The Highest Ideals is a 1955 American student documentary film produced in Technicolor for the National Society of Pershing Rifles. Gerard Schaefer of the University of Nebraska Department of Photographic Production served as the producer and the film was written and directed by Anthony Gorsline. Technical advisers for the film were Colonel Chester Diestel, chairman of the Department of Military Science and Tactics, Lieutenant Colonel Ernst Liebmann, associate professor of the Department of Military Science and Tactics, and Pershing Rifles Major General Virgil Holtgrewe, National Commander of Pershing Rifles. The Highest Ideals was produced to outline the background and aims of Pershing Rifles, the oldest continuously operating US college organization dedicated to military drill founded at the University of Nebraska in 1894.

==Filming and production==
Research and writing of the script for the film began in February 1955. Principal photography and production of The Highest Ideals took place in 1955 on the University of Nebraska campus. Editing and processing of the film took place in the Summer of 1955. Period costumes were employed to portray the early history of Pershing Rifles in the 1890s.

==Release==
The film premiered on October 27–29, 1955 at the Pershing Rifles National Assembly held at the Skirvin Hotel in Oklahoma City, Oklahoma.
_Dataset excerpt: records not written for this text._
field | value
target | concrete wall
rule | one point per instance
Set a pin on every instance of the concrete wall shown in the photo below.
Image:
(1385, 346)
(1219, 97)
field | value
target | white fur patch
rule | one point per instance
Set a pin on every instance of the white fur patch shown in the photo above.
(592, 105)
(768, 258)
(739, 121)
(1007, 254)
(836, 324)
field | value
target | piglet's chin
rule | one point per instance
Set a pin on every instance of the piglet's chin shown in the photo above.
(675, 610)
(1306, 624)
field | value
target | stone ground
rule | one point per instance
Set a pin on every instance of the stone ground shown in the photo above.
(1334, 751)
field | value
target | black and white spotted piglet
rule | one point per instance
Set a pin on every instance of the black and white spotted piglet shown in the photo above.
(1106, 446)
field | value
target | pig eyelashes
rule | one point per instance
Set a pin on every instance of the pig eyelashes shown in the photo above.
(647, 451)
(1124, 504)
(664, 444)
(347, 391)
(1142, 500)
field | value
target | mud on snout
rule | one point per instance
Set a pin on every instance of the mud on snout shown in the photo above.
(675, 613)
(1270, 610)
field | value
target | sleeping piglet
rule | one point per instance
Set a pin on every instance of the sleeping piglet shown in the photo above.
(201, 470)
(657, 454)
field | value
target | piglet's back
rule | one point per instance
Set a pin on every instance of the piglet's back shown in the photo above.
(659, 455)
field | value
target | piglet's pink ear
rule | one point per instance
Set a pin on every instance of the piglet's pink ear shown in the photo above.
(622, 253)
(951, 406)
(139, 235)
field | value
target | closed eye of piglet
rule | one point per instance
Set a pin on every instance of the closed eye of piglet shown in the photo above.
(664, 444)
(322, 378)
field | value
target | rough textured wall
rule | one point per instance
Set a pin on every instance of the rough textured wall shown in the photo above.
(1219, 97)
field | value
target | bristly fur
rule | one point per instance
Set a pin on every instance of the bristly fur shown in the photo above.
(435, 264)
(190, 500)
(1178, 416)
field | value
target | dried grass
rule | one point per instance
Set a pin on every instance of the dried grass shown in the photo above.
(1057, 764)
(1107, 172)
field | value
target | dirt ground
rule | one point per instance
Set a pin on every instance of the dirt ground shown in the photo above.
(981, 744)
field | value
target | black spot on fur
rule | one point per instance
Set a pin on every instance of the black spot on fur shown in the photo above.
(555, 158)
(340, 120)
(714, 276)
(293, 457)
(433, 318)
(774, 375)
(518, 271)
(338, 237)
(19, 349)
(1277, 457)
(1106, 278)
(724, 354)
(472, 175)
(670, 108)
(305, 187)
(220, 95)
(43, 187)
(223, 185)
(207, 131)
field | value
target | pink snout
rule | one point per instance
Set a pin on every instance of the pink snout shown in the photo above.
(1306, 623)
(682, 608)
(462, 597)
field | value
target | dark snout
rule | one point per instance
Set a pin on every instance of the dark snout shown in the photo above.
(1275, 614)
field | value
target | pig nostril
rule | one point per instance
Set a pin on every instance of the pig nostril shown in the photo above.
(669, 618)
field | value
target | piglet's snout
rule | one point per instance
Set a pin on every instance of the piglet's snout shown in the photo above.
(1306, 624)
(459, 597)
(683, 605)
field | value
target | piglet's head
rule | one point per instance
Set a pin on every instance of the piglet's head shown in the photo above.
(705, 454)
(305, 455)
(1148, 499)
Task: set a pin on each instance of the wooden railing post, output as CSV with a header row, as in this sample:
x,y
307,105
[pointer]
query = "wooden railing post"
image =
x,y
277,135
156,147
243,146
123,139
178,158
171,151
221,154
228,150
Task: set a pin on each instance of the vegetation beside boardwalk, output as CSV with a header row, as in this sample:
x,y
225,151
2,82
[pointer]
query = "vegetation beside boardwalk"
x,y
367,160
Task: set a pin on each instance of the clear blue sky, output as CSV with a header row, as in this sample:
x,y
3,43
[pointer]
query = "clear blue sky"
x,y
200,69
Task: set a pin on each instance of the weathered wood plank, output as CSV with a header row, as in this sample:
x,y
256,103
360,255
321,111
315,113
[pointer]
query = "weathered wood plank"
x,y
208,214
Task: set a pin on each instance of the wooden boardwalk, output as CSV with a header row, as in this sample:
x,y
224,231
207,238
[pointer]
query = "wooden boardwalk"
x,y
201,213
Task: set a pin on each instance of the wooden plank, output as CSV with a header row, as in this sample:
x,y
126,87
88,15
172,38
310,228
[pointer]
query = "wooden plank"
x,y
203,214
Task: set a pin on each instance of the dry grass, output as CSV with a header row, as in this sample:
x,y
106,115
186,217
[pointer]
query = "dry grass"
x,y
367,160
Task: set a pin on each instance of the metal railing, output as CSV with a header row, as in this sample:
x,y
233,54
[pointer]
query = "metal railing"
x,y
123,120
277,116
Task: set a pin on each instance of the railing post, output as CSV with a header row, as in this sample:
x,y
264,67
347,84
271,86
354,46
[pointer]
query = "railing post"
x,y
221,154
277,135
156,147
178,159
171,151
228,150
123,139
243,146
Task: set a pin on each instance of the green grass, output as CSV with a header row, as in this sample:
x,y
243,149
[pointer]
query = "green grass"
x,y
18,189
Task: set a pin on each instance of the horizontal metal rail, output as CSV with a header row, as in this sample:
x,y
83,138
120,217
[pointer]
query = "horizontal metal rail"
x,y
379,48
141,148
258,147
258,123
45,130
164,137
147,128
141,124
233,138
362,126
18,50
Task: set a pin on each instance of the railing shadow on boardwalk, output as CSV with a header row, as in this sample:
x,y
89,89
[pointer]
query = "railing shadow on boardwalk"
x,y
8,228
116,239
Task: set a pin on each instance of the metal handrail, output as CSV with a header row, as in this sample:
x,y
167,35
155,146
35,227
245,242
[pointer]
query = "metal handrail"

Copies of the film were distributed to local theaters, TV stations and to the 130 Pershing Rifles units throughout the country where it was shown at colleges and universities as a means of promoting the organization to prospective members.

==Recognition==
The Highest Ideals received honorable mention as one of 10 finalists in the 1957 Annual Intercollegiate Awards competition for campus-produced films sponsored by the Screen Producers Guild and Life Magazine.